To: m.knoblauch@xxxxxxxxxxx
Subject: Re: Meminfo confusion
From: Martin Knoblauch <Martin.Knoblauch@xxxxxxxxxxx>
Date: Mon, 18 Feb 2002 08:50:35 +0100
Cc: Keith Owens <kaos@xxxxxxx>, pcp@xxxxxxxxxxx
Organization: TeraPort GmbH
References: <11577.1014001943@kao2.melbourne.sgi.com> <3C70AFCD.11523550@TeraPort.de>
Reply-to: m.knoblauch@xxxxxxxxxxx
Sender: owner-pcp@xxxxxxxxxxx
Martin Knoblauch wrote:
> 
> Keith Owens wrote:
> >
> > On Mon, 18 Feb 2002 13:00:30 +1100 (EST),
> > Mark Goodwin <markgw@xxxxxxx> wrote:
> > >On Mon, 18 Feb 2002, Keith Owens wrote:
> > >
> > >> On Fri, 15 Feb 2002 10:26:09 +1100 (EST),
> > >> Mark Goodwin <markgw@xxxxxxx> wrote:
> > >> >Also notice physmem as reported in /proc/meminfo does not
> > >> >correspond to real physical mem; it's almost the same, but does
> > >> >not account for a small amount of mem reserved by the kernel.

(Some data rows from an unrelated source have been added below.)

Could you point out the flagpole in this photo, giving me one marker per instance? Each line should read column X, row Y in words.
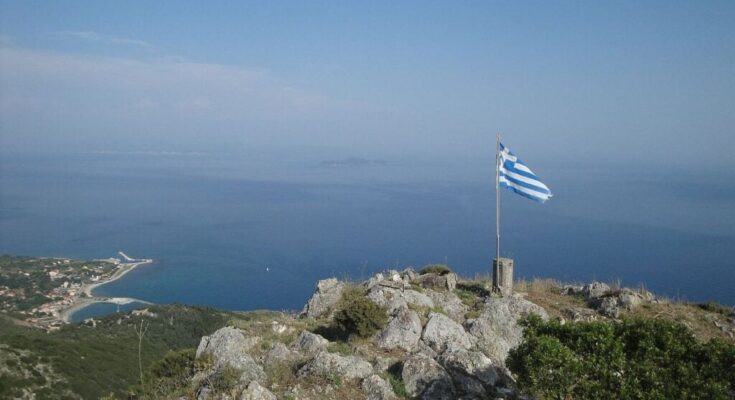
column 497, row 199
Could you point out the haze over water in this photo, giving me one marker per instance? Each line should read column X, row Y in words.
column 194, row 133
column 214, row 223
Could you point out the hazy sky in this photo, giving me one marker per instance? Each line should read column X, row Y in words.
column 652, row 81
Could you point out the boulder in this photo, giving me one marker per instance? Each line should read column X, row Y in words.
column 437, row 281
column 322, row 302
column 393, row 299
column 277, row 353
column 595, row 290
column 327, row 365
column 376, row 388
column 580, row 314
column 472, row 371
column 256, row 392
column 425, row 378
column 410, row 274
column 228, row 348
column 630, row 299
column 608, row 306
column 309, row 343
column 497, row 329
column 441, row 332
column 450, row 303
column 403, row 331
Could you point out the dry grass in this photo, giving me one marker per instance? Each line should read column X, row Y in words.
column 700, row 321
column 547, row 293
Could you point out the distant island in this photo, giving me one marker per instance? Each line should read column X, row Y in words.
column 352, row 162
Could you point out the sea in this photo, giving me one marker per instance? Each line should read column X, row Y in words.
column 246, row 232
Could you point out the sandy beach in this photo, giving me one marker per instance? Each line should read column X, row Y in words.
column 88, row 290
column 123, row 269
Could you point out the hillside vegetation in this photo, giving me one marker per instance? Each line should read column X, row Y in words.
column 90, row 360
column 429, row 335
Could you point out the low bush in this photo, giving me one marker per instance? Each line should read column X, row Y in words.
column 358, row 315
column 635, row 359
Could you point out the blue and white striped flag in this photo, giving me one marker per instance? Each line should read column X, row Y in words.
column 516, row 176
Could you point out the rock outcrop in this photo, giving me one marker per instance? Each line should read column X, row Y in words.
column 256, row 392
column 327, row 365
column 321, row 304
column 309, row 343
column 376, row 388
column 229, row 348
column 428, row 342
column 425, row 378
column 403, row 331
column 441, row 332
column 497, row 330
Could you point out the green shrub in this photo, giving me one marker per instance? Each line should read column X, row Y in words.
column 356, row 314
column 636, row 359
column 441, row 269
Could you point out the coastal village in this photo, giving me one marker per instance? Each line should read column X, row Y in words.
column 40, row 290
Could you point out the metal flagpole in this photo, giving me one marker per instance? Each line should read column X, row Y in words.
column 497, row 200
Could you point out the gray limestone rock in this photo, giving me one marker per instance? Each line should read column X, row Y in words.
column 277, row 353
column 609, row 306
column 327, row 364
column 436, row 281
column 595, row 290
column 309, row 343
column 228, row 348
column 497, row 329
column 256, row 392
column 442, row 332
column 322, row 302
column 403, row 331
column 425, row 378
column 393, row 299
column 450, row 303
column 472, row 371
column 376, row 388
column 630, row 299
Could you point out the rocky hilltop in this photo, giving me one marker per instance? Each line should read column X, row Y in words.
column 440, row 337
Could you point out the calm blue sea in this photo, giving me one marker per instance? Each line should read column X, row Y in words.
column 214, row 223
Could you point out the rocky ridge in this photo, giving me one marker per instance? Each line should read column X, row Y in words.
column 444, row 339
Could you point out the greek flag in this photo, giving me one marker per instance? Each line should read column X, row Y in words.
column 516, row 176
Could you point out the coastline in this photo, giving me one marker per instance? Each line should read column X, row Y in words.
column 119, row 273
column 88, row 291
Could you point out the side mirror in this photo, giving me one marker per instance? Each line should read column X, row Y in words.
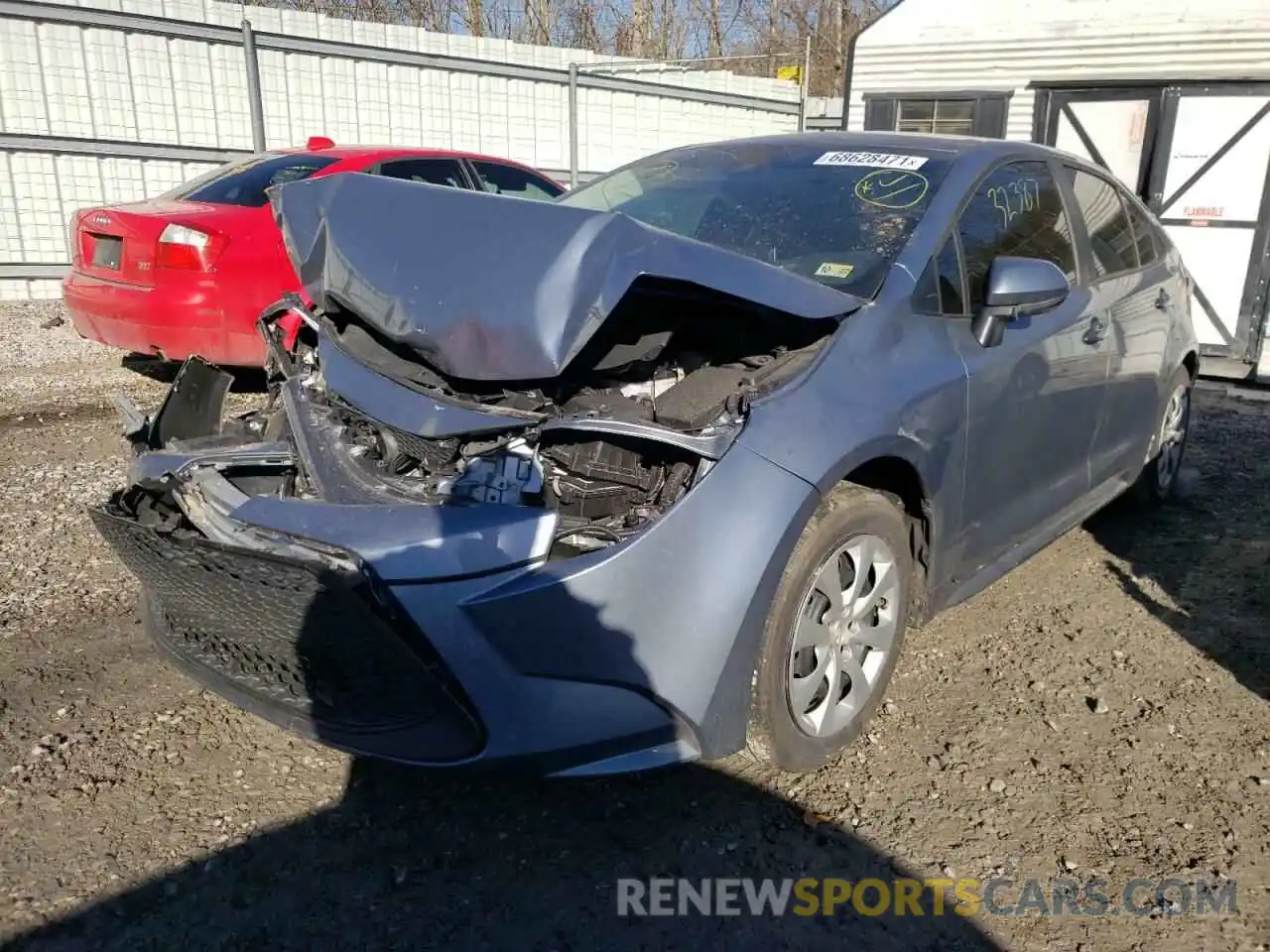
column 1017, row 287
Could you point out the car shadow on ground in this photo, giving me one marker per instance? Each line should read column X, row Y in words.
column 413, row 858
column 246, row 380
column 1202, row 563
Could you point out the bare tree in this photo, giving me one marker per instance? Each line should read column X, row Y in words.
column 665, row 30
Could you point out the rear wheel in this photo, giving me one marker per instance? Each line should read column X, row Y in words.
column 833, row 633
column 1157, row 483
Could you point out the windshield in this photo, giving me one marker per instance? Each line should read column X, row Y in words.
column 244, row 181
column 839, row 217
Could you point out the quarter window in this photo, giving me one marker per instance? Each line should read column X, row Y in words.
column 1111, row 236
column 1143, row 234
column 940, row 289
column 1017, row 211
column 509, row 180
column 434, row 172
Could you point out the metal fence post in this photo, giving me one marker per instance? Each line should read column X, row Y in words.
column 806, row 85
column 253, row 86
column 572, row 125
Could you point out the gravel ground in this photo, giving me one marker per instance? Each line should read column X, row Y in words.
column 1101, row 712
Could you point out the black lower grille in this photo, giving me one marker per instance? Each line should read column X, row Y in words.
column 304, row 639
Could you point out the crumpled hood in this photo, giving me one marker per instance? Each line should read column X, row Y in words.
column 486, row 287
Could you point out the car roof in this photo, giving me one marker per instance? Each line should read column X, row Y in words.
column 952, row 146
column 344, row 153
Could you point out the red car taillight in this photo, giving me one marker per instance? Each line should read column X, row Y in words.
column 190, row 249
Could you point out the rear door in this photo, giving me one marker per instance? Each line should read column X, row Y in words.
column 1035, row 399
column 1130, row 278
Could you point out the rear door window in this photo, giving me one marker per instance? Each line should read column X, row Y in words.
column 1106, row 222
column 244, row 182
column 509, row 180
column 431, row 172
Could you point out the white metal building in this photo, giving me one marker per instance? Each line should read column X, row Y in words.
column 1171, row 95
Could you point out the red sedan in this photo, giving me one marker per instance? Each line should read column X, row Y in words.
column 190, row 272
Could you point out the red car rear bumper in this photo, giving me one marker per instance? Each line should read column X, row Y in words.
column 175, row 321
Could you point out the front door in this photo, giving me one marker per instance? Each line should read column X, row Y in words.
column 1035, row 399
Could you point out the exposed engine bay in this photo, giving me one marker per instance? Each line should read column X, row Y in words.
column 638, row 417
column 663, row 368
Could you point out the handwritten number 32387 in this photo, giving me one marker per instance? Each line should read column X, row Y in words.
column 1014, row 198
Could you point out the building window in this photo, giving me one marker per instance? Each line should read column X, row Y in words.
column 952, row 113
column 952, row 117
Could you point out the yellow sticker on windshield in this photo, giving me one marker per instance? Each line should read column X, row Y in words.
column 829, row 270
column 893, row 189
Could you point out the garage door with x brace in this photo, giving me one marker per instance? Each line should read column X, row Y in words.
column 1215, row 207
column 1198, row 155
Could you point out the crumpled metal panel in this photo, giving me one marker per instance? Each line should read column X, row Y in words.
column 495, row 289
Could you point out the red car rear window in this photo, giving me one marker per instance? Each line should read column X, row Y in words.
column 244, row 181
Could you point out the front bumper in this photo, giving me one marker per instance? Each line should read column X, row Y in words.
column 443, row 635
column 310, row 649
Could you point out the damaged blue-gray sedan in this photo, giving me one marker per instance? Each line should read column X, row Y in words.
column 665, row 470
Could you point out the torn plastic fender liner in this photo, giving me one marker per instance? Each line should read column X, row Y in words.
column 494, row 289
column 193, row 408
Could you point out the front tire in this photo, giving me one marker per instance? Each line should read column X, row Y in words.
column 833, row 633
column 1157, row 483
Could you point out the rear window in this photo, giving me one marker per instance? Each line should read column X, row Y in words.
column 244, row 182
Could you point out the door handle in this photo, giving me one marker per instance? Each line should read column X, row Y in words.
column 1096, row 330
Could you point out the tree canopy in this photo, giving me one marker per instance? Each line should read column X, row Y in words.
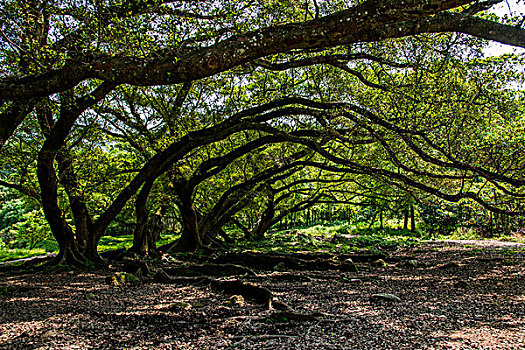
column 216, row 111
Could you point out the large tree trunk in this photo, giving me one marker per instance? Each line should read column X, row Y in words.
column 154, row 230
column 405, row 218
column 190, row 238
column 265, row 222
column 140, row 242
column 412, row 219
column 69, row 252
column 83, row 222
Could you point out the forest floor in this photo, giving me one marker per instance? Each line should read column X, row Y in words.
column 452, row 295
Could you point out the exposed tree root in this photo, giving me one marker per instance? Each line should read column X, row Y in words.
column 210, row 270
column 282, row 261
column 250, row 291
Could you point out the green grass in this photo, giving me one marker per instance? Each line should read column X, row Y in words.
column 14, row 254
column 50, row 246
column 319, row 238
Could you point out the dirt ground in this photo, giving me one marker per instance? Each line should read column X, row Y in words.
column 457, row 295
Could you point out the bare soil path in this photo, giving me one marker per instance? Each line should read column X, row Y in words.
column 453, row 295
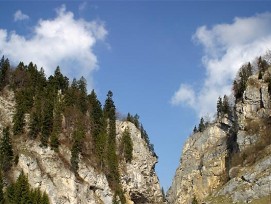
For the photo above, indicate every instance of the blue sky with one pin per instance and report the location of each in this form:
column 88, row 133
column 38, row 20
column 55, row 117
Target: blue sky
column 167, row 61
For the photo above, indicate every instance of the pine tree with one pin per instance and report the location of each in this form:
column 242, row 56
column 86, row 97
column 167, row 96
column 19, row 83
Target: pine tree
column 201, row 125
column 219, row 107
column 4, row 71
column 112, row 159
column 6, row 151
column 35, row 124
column 127, row 145
column 78, row 136
column 57, row 122
column 195, row 130
column 226, row 106
column 194, row 201
column 47, row 123
column 82, row 85
column 2, row 200
column 18, row 121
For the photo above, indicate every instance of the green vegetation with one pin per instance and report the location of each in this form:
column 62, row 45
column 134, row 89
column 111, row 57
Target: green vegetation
column 63, row 113
column 21, row 193
column 6, row 151
column 126, row 148
column 135, row 120
column 240, row 83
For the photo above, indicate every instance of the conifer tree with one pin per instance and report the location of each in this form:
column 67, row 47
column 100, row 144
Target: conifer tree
column 57, row 122
column 226, row 106
column 219, row 107
column 4, row 69
column 201, row 125
column 82, row 86
column 195, row 130
column 112, row 159
column 47, row 122
column 6, row 151
column 2, row 200
column 127, row 145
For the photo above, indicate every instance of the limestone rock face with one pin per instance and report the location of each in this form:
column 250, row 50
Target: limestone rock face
column 209, row 169
column 202, row 166
column 138, row 178
column 51, row 171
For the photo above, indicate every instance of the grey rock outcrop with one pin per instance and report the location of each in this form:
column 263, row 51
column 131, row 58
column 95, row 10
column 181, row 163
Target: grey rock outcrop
column 51, row 171
column 138, row 178
column 209, row 169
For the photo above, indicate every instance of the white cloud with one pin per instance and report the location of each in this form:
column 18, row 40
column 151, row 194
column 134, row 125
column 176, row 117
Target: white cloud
column 82, row 6
column 226, row 48
column 185, row 94
column 20, row 16
column 63, row 41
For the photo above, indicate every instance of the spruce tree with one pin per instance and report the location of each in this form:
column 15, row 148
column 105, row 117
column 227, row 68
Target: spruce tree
column 127, row 145
column 47, row 123
column 226, row 105
column 112, row 159
column 2, row 200
column 201, row 125
column 219, row 107
column 4, row 69
column 6, row 151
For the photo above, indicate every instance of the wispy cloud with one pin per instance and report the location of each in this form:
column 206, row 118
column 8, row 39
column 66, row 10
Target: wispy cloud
column 20, row 16
column 63, row 41
column 226, row 48
column 82, row 6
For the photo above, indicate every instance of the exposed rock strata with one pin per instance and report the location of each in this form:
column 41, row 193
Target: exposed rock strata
column 206, row 171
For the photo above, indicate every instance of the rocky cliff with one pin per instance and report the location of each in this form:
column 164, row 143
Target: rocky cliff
column 230, row 161
column 51, row 171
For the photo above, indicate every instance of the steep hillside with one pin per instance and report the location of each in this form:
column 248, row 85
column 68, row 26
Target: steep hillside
column 229, row 160
column 68, row 145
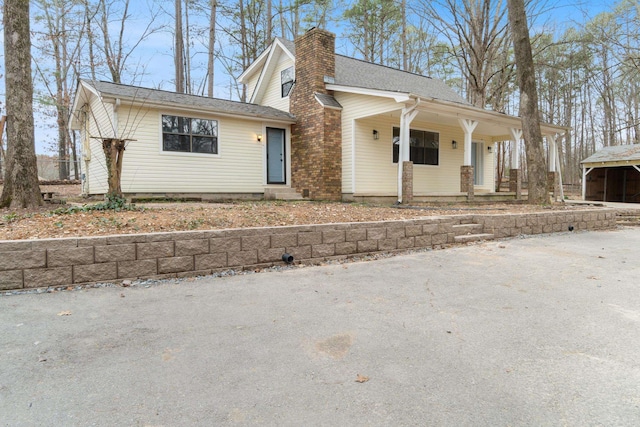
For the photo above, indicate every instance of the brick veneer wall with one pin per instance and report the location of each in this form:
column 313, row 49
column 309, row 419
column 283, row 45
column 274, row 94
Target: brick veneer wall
column 61, row 262
column 407, row 182
column 316, row 138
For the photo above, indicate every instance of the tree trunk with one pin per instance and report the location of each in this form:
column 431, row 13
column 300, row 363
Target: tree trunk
column 536, row 168
column 3, row 121
column 212, row 45
column 113, row 149
column 179, row 56
column 21, row 189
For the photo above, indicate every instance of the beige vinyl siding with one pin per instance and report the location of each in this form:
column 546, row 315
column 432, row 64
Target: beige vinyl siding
column 488, row 184
column 251, row 85
column 356, row 106
column 237, row 168
column 376, row 174
column 273, row 94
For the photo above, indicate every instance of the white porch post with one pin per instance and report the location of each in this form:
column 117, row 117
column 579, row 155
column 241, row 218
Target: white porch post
column 406, row 117
column 466, row 170
column 515, row 175
column 552, row 152
column 468, row 127
column 515, row 147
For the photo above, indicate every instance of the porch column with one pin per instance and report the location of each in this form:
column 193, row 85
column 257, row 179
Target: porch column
column 515, row 175
column 466, row 170
column 552, row 176
column 585, row 172
column 404, row 154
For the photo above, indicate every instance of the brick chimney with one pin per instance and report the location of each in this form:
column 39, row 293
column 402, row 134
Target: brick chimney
column 316, row 138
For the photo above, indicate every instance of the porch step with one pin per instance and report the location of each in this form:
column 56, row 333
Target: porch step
column 473, row 238
column 467, row 229
column 628, row 218
column 281, row 193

> > >> >A way to figure out the exact amount still eludes me .. anyone know?
> > >>
> > >> ls -l /proc/kcore | awk '{printf("mem=%dM\n", ($5-4096)/1024/1024)}'
> > >>
> > >> Works for me on i386 and ia64.  Have not tried it on discontiguous
> > >> systems.  It reports what memory the kernel can see, not what the
> > >> machine has, which is exactly what we want for performance purposes.
> > >>
> > >
> > >but not what we want for reporting machine h/w inventory,
> > >as needed for the hinv.physmem PCP metric.
> > >
> > >Running this on sherman (2G RAM), this is way off:
> > >sherman 1% ls -l /proc/kcore | awk '{printf("mem=%dM\n", 
> > >($5-4096)/1024/1024)}'
> > >mem=896M
> >
> > Because sherman is running a kernel that was not compiled for highmem.
> > That restricts the kernel to 896M of physical memory, the value is
> > correct.  I will recompile sherman for highmem.
> 
>  Hmm. I have seen this 896MB reporting on kernels with 1GB and more and
> HIHMEM support compiled in (as shown by "free").
> 
 
 Oops, message did not go to the list. Monday morning caffeine
deprivation. I also, as already remarked, the kproc solution is not
giving the answer to "total physical memory". The numbers are basically
in the same ballpark at the MemTotal from meminfo.

 So far the best I have seen is "max_mapnr" (guaranteed to be in the
kernel), or the sum of all mtrr entries with write-back property (not
guaranteed to be available, older 2.4 kernels report complete nonsense).